Business Etiquette Japan by Rochelle Kopp

Business Etiquette Japan by Rochelle Kopp

Author:Rochelle Kopp [Rudlin, Pernille and Kopp, Rochelle]
Language: eng
Format: epub
ISBN: xxxxxxxxxxxxx
Publisher: Creative Content Ltd


Q: All this business with taking off shoes and not wearing slippers on the tatami matting and so on – is this because there is a taboo about feet being unclean, like in other parts of Asia?

A: It’s not quite the same as (for example) Thailand, where you have to be careful not to point your feet at people, but there are a lot of taboos around cleanliness, purity and contamination, originating from the Shinto religion. The Shinto religion evolved in Japan before Buddhism – it’s an animistic religion, worshipping spirits in the environment, centered on conducting rituals and making offerings to placate those spirits.

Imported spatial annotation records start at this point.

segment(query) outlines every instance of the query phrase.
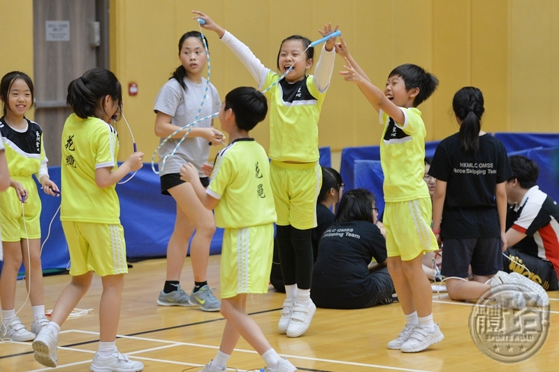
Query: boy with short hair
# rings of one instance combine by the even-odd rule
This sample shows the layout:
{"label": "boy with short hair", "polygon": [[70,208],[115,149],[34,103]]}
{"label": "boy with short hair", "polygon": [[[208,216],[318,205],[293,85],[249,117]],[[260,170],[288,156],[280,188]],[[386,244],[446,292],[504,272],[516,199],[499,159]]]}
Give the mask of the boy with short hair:
{"label": "boy with short hair", "polygon": [[425,124],[416,107],[435,91],[439,81],[413,64],[396,67],[384,91],[373,85],[347,50],[343,38],[335,46],[345,59],[346,81],[357,84],[379,114],[384,125],[380,144],[384,172],[384,218],[389,271],[394,281],[406,325],[389,349],[404,352],[423,350],[444,338],[433,322],[432,291],[421,259],[438,249],[430,229],[431,200],[423,180]]}
{"label": "boy with short hair", "polygon": [[528,276],[546,290],[559,290],[559,206],[536,184],[539,168],[534,161],[521,156],[509,161],[513,177],[504,187],[513,205],[507,214],[510,248],[504,251],[503,270]]}
{"label": "boy with short hair", "polygon": [[248,293],[266,293],[273,252],[275,207],[270,185],[270,163],[249,131],[264,119],[266,98],[254,88],[239,87],[225,97],[219,111],[229,144],[217,154],[208,190],[190,163],[180,170],[202,204],[215,209],[216,225],[224,228],[220,281],[221,313],[227,320],[215,358],[203,372],[225,372],[239,336],[264,359],[266,372],[293,372],[296,367],[272,348],[262,330],[247,314]]}

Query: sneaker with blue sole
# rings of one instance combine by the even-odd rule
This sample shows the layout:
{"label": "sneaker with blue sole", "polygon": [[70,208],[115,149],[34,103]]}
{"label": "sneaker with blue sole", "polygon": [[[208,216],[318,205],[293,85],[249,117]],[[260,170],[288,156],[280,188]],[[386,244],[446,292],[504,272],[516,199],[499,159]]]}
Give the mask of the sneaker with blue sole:
{"label": "sneaker with blue sole", "polygon": [[192,290],[189,302],[191,306],[197,305],[204,311],[219,311],[222,302],[212,293],[213,290],[207,284],[198,290],[198,292]]}

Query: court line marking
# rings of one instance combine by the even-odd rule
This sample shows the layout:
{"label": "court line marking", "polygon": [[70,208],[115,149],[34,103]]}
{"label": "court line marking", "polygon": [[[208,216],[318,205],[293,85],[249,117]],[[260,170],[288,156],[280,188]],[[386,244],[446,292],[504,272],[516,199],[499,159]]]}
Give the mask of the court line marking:
{"label": "court line marking", "polygon": [[[65,331],[65,332],[66,333],[68,333],[68,332],[76,332],[76,333],[82,333],[82,334],[92,334],[92,335],[96,335],[96,336],[99,334],[99,332],[91,332],[91,331],[82,331],[82,330],[80,330],[80,329],[68,329],[67,331]],[[154,348],[150,348],[150,349],[145,349],[145,350],[133,351],[133,352],[126,352],[126,355],[134,355],[135,358],[140,359],[153,360],[154,362],[162,362],[162,363],[172,363],[172,364],[186,365],[186,366],[201,366],[200,364],[189,364],[189,363],[177,362],[175,362],[175,361],[168,361],[166,359],[157,359],[147,358],[147,357],[140,357],[140,356],[138,355],[138,354],[140,354],[140,353],[143,353],[143,352],[150,352],[150,351],[152,351],[152,350],[154,350],[163,349],[163,348],[173,348],[173,347],[175,347],[175,346],[182,346],[182,345],[198,347],[198,348],[211,348],[211,349],[219,349],[219,346],[212,346],[212,345],[203,345],[203,344],[192,343],[184,343],[184,342],[180,342],[180,341],[168,341],[168,340],[162,340],[162,339],[158,339],[158,338],[144,338],[144,337],[136,337],[136,336],[120,336],[120,335],[117,335],[117,337],[122,338],[131,338],[131,339],[140,340],[140,341],[152,341],[152,342],[160,342],[160,343],[168,343],[170,345],[166,345],[165,346],[161,346],[161,347]],[[90,354],[94,354],[95,353],[94,351],[84,350],[82,349],[74,349],[74,348],[66,348],[66,347],[59,347],[59,349],[62,349],[62,350],[73,350],[73,351],[78,351],[78,352],[89,352]],[[246,353],[250,353],[250,354],[257,354],[257,352],[256,351],[254,351],[254,350],[245,350],[245,349],[237,349],[237,348],[235,348],[235,349],[234,349],[234,350],[237,351],[237,352],[246,352]],[[280,354],[280,355],[282,356],[282,357],[286,357],[291,358],[291,359],[302,359],[302,360],[310,360],[310,361],[313,361],[313,362],[326,362],[326,363],[331,363],[331,364],[343,364],[343,365],[347,365],[347,366],[356,366],[369,367],[369,368],[379,369],[389,369],[389,370],[392,370],[392,371],[404,371],[404,372],[430,372],[429,371],[426,371],[426,370],[423,370],[423,369],[407,369],[407,368],[404,368],[404,367],[393,367],[393,366],[382,366],[382,365],[379,365],[379,364],[365,364],[365,363],[357,363],[357,362],[346,362],[346,361],[327,359],[321,359],[321,358],[313,358],[313,357],[303,357],[303,356],[300,356],[300,355],[289,355],[289,354]],[[86,362],[90,362],[90,361],[87,361]],[[82,362],[80,362],[79,364],[82,364]],[[68,364],[68,366],[71,366],[71,365],[75,365],[75,364]],[[60,366],[61,367],[63,366]],[[38,371],[48,371],[48,370],[52,370],[52,369],[49,368],[49,369],[46,369],[35,370],[35,371],[31,371],[31,372],[38,372]],[[241,371],[242,370],[239,370],[239,371]],[[252,371],[252,370],[248,370],[248,371]]]}

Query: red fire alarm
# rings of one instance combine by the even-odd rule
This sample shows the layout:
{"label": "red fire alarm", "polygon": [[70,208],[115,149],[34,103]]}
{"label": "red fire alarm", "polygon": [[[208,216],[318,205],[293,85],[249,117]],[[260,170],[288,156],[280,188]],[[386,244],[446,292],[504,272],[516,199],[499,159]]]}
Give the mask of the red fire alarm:
{"label": "red fire alarm", "polygon": [[128,84],[128,95],[136,96],[138,94],[138,84],[135,82]]}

Obviously taking off shoes can be practical as well, as it avoids tracking dirt from your shoes into the house or restaurant or hotel. However, there is also a traditional emphasis in Japan on ritual cleanliness. When entering a Shinto shrine you’ll find a place to wash your hands and rinse out your mouth, as a kind of ritual purification. If anything does get contaminated – for example by death, or blood – then various rituals have to be undertaken to purify the person or the area that was contaminated. Often salt is used – you’ll have seen sumo wrestlers throw salt around to purify the arena, and sometimes you see little piles of salt at the entrance to houses. People use salt to purify themselves if they have been to a funeral, for example, before entering the house.

Q: So are there any taboos that have come out of Buddhism?

A: Actually, there used to be a Buddhist taboo against eating meat, and drinking alcohol, but you won’t see many Japanese people following that now! I think the Buddhist influence is more subtle in Japanese society today. It can be seen in some key notions like enryou, which I suppose we would call “self restraint,” and meiwaku, which means causing annoyance to others – so you’ll see in public areas that Japanese people won’t use their cell phones for voice calls, even in coffee shops or on trains, although they may well be busy tapping away on them sending emails and using the internet. Even this is frowned on by some Japanese, as there is a worry (probably baseless) that wireless devices interfere with heart pace makers.

In general, Japanese people try to keep themselves as unobtrusive as possible in public areas; they tend not to cross their legs, or sprawl across seats, or carry large luggage. It’s also not considered polite to eat in public and in general, when eating socially, you will see that people leave some of the food on the communal plates – to show enryou.

There’s one other thing I shouldn’t forget to mention – Japanese people find loud nose blowing, especially into a cotton hanky, really disgusting. Unfortunately, Westerners tend to find the Japanese tactic of dealing with a cold – loud and repeated sniffing – pretty irritating too. One solution to this, if you are in a meeting and have a cold, is to blow your nose discreetly into a paper tissue, when no one’s looking.